Today, I want to share some survival tips from my personal experience in contacting and being contacted by translation agencies. Dealing with an experienced project manager can be a daunting and psychologically demanding task. They know what they want from you and they know how to extract it. It’s up to you to stand up for yourself.

Rates

They will come for your rates. They will come for your time and your dignity. Can you defend yourself? Can you survive? Have you survived? Has your rate survived?

Being a successful translator does not mean having constant work. It is no good to have lots of projects if they are paying you peanuts.

Try paying your bills with peanuts. Try raising your family on peanuts.

Being a successful translator means protecting your professional dignity. It means standing up to bossy agencies and not lowering your price every time they ask you to.

If you ever step onto that downward spiral; if you ever get sucked into that void of constant price reduction and accept a servile mentality, you will become the favorite with some agencies, but will it be worth it?

Do you know how many agencies there are that pay good money? A lot.

Do you know how many of them will deliberately avoid you and your submissive translation rate that gives off a stench of low-quality translator?
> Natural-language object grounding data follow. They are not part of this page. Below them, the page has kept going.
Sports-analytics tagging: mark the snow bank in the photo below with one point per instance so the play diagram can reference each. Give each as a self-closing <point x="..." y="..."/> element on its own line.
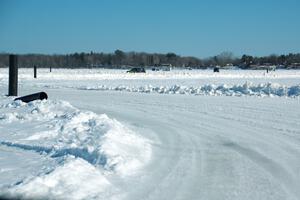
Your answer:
<point x="268" y="89"/>
<point x="86" y="145"/>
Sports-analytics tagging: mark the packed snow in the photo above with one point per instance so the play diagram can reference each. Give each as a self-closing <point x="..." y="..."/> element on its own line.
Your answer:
<point x="86" y="147"/>
<point x="107" y="134"/>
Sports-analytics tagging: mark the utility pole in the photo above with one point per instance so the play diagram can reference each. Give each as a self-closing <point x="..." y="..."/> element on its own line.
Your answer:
<point x="13" y="76"/>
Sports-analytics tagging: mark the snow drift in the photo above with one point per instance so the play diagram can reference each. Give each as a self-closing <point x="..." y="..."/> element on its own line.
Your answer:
<point x="87" y="147"/>
<point x="248" y="88"/>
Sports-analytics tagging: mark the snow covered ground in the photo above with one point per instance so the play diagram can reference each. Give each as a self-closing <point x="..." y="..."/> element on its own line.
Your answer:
<point x="105" y="134"/>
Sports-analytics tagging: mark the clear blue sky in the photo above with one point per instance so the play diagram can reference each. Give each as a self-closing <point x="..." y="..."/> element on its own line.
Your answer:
<point x="198" y="28"/>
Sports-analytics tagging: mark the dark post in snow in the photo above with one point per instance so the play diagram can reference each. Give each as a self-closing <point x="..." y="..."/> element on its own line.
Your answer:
<point x="34" y="71"/>
<point x="13" y="76"/>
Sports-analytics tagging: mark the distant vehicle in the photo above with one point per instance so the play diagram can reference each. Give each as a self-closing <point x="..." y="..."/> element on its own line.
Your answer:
<point x="216" y="69"/>
<point x="137" y="70"/>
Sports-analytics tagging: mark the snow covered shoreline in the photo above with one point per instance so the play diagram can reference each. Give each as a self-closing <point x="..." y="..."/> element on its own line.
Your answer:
<point x="247" y="89"/>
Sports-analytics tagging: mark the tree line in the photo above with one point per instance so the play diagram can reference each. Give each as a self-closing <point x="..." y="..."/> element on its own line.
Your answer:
<point x="120" y="59"/>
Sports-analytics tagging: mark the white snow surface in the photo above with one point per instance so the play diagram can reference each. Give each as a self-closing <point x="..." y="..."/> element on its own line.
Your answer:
<point x="216" y="139"/>
<point x="86" y="146"/>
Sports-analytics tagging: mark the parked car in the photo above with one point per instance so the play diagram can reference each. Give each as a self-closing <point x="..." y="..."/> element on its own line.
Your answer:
<point x="137" y="70"/>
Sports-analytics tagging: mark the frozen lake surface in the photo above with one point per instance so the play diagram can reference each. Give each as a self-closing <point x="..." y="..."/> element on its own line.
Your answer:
<point x="106" y="134"/>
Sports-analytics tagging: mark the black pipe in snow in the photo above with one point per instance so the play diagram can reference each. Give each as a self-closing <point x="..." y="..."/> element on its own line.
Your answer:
<point x="32" y="97"/>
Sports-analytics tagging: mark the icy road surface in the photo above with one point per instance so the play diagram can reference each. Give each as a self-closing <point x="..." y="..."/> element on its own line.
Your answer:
<point x="156" y="146"/>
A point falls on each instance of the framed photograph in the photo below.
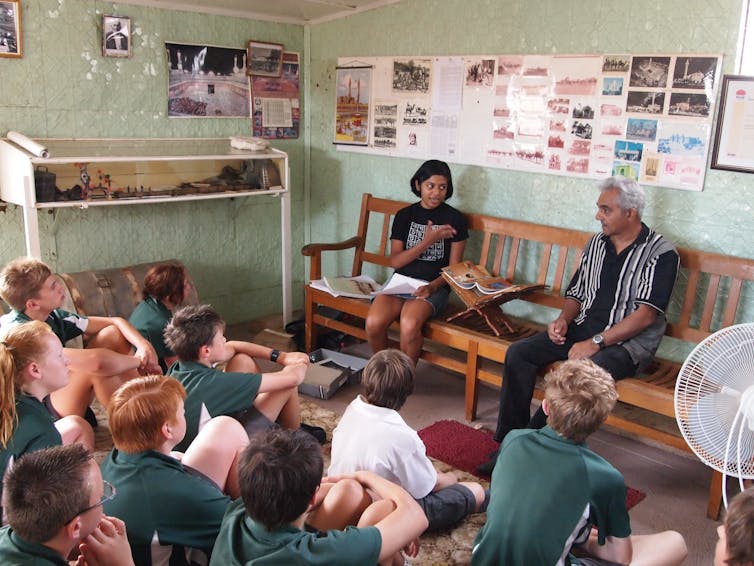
(264, 59)
(10, 28)
(207, 81)
(733, 149)
(116, 36)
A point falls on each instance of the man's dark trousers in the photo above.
(522, 361)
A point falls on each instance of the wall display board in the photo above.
(647, 117)
(276, 108)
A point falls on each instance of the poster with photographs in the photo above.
(276, 111)
(206, 81)
(352, 105)
(645, 116)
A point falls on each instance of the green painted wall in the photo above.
(719, 219)
(64, 87)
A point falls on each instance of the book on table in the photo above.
(483, 293)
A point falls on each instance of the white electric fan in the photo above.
(714, 402)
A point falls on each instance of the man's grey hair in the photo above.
(630, 194)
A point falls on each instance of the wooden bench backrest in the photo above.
(707, 295)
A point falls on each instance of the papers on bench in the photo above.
(364, 287)
(359, 287)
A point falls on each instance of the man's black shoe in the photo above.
(316, 431)
(486, 468)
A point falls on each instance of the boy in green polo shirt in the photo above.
(280, 476)
(196, 335)
(53, 501)
(114, 352)
(550, 493)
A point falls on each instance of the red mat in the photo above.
(465, 448)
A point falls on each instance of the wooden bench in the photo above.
(706, 298)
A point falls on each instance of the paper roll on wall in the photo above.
(28, 144)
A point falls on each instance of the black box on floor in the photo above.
(329, 371)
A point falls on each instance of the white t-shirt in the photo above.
(378, 440)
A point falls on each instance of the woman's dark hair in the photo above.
(427, 169)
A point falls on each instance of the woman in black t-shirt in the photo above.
(426, 236)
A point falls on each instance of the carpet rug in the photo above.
(464, 448)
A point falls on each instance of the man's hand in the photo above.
(107, 545)
(423, 292)
(293, 358)
(556, 330)
(296, 370)
(148, 362)
(582, 350)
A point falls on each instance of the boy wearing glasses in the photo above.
(53, 501)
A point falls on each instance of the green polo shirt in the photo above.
(150, 317)
(544, 490)
(15, 551)
(166, 509)
(244, 541)
(34, 430)
(66, 325)
(210, 393)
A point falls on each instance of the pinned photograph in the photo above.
(10, 28)
(265, 59)
(116, 36)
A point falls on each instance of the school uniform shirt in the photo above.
(244, 541)
(210, 393)
(546, 493)
(167, 510)
(150, 317)
(66, 325)
(377, 439)
(409, 226)
(14, 551)
(34, 430)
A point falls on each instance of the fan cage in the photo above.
(708, 395)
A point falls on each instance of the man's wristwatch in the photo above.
(599, 340)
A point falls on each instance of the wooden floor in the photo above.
(676, 483)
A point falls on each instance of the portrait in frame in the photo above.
(10, 28)
(264, 59)
(116, 36)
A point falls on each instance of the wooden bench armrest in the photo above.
(314, 251)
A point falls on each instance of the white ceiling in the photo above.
(285, 11)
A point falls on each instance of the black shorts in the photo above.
(444, 508)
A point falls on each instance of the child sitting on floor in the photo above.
(196, 335)
(371, 435)
(550, 494)
(35, 293)
(280, 474)
(33, 365)
(172, 508)
(735, 546)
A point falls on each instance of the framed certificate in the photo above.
(734, 139)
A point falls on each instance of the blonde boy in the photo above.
(550, 493)
(114, 352)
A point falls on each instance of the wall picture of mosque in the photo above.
(206, 81)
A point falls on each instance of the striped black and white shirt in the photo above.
(610, 286)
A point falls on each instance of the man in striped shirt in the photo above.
(614, 311)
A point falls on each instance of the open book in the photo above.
(401, 285)
(470, 276)
(359, 287)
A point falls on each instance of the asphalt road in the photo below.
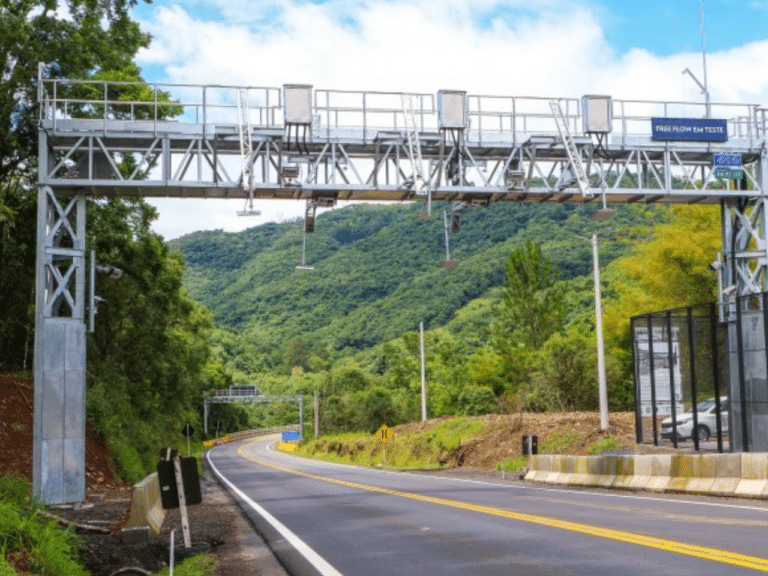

Every one of them. Not will you only attract the scummiest agencies on the market, but you will end up doing more work than you will actually get paid. Do you really want that?

Be Responsive

A project manager is a person whose head is just about to explode from micromanaging single and multiple projects at a time. That is a why a project manager loves to work with a responsive translator, one that will not make his or her life even more difficult.

Do clients find you easy to work with? The client experience—your communications, responsiveness, amiability, grace under pressure, and so on—is every bit as important as the quality of your creative output.

This does not mean that you have to kneel at every one of their requests. They expect you to uphold your dignity, but they don’t want more troubles than what they already have.

They appreciate the ability in translators that can provide them with brief, but informative answers that don’t require further questioning. Read their emails and queries well, and provide them with all the necessary answers right in the first mail they get.

This cuts time for them and for you on unnecessary communication and waiting for replies, time which they can use to close the deal with the client faster. The entire responsiveness process is reflected at the other end as well. If the client is able to close a fast, good deal with the project manager, everyone gets paid!

Not only that, but you will be their favorite translator to work with, and one that creates the least amount of troubles for them.

Don’t Be Arrogant

It is easy for a translator to get arrogant. There are several opportunities for that. One of them is when his/her work is being sent to a reviewer despite the fact that he/she has lots of experience and projects behind his/her name.

Don’t get arrogant in such situations. You can easily get knocked of the train as an arrogant bastard if you can’t accept your errors (if the reviewer returned with any).

Many agencies have a policy of performing occasional revisions to see where their translators stand at the moment. In other cases, the nature of the project itself requires several revisions or maybe the client wants complete thoroughness.

After all, we all need to be reviewed from time to time. It’s the only way in which some translators can be forced to maintain their quality.

Don’t ever let your guard down. If you notice you are being arrogant, stop. It may cost you a client.